When I felt the first contractions at around 14 weeks, I was devastated. By this point, I was extremely familiar with what labor felt like for me, and these were definitely contractions. We made up a modified bedrest plan…
So, at 17 weeks I went to bed. Richy was working a day job at this point, and couldn’t help during the days, so family members came and took care of R2 and Toby, and I laid in bed and sulked, a lot.
Eventually, my mama pulled another “Snap out of it” and got me started on a quilting project, my first (and last?) quilt. It took me HOURS a day. I dreamed and sewed and listened to music and I got my hopes up. When I found I was having a girl, I was ecstatic. I could not believe it. Finally, after 4 boys. We had chosen the name Brynn for a girl in every pregnancy, so there wasn't much to discuss, she was Brynn. We designed a quilt with pink and black and poodles and man, it was adorable.
Like my Toby pregnancy, we used Terbutaline for a while, and eventually switched to Procardia. I can’t remember if it worked any better than Terb, but it must not have, because we only made it to 29 weeks.
At 29 weeks, when I went to the hospital, I was pretty sure it was over. I had worked so hard at not being hospitalized for 12 weeks, and I was tired. I don’t think I could have fought any harder. Once we knew it was game on, they finally tracked down Dr. Reed, who was at a Steve Miller Band concert. She had to leave early to get to us, and she jokingly griped at us. It’s funny, because 29 weeks is still WAY too early, and we all knew there were no guarantees, but there was such peace in the room. We had the staff totally cracking up in between the stages of labor.
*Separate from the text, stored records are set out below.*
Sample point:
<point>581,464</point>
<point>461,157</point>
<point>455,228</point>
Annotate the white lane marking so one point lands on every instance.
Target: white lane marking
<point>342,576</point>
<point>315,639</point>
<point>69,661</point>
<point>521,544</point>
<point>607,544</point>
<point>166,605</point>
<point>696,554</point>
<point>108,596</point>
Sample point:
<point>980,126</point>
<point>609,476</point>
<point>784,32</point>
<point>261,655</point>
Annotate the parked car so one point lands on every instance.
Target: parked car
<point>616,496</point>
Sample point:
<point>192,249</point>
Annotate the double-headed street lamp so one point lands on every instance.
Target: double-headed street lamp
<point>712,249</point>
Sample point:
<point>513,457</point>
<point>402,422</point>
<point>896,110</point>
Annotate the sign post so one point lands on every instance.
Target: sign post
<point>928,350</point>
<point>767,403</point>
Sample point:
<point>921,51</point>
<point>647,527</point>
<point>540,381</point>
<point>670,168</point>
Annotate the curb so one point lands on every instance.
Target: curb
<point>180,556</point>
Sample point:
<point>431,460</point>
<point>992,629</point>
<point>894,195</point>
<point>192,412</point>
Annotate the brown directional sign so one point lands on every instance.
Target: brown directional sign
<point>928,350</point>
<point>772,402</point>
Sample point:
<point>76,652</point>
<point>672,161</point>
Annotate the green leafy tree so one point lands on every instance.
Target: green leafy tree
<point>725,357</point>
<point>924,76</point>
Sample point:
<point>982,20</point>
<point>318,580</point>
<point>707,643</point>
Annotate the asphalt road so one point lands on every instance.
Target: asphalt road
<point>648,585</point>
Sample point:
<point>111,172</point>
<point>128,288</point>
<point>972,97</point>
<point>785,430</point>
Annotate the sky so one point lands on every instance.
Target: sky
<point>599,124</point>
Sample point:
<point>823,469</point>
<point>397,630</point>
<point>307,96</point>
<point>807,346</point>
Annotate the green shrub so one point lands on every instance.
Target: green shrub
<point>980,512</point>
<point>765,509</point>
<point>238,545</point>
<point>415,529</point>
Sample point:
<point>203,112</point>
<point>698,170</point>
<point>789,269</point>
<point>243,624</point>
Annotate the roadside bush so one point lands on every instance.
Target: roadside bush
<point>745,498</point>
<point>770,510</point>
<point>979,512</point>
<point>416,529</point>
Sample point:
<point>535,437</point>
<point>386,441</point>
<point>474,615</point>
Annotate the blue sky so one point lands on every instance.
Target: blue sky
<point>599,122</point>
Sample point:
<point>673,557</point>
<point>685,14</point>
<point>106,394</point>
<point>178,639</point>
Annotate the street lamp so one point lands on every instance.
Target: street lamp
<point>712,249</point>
When she was born, they gave her to us to hold, while a nurse stood off to the side holding a bag valve mask over her mouth. It’s pretty blurry, since I ALWAYS take as much labor pain drugs as possible. Richy says she was breathing so well at that time that the nursing staff let him hold her for several minutes. She stayed in the NICU for 7 weeks, and was pretty much a rockstar the whole time, with very few setbacks. Her NICU stay was the hardest I ever waited through, because the MOG was working a day job and I had 2 toddlers at home, so I was limited in the amount of hours a day I could be up there. NICU life is an agonizing balance. I always felt an unbearable desire to sit and wait by the bedside, at the same time knowing the rest of my family needed me and I needed to do things like eat and sleep.
I never thought about what it would be like, having a daughter. It's such a treasure to have a little woman in my house, being beautiful and passionate and emotional and just what God made her to be. She was so worth the wait.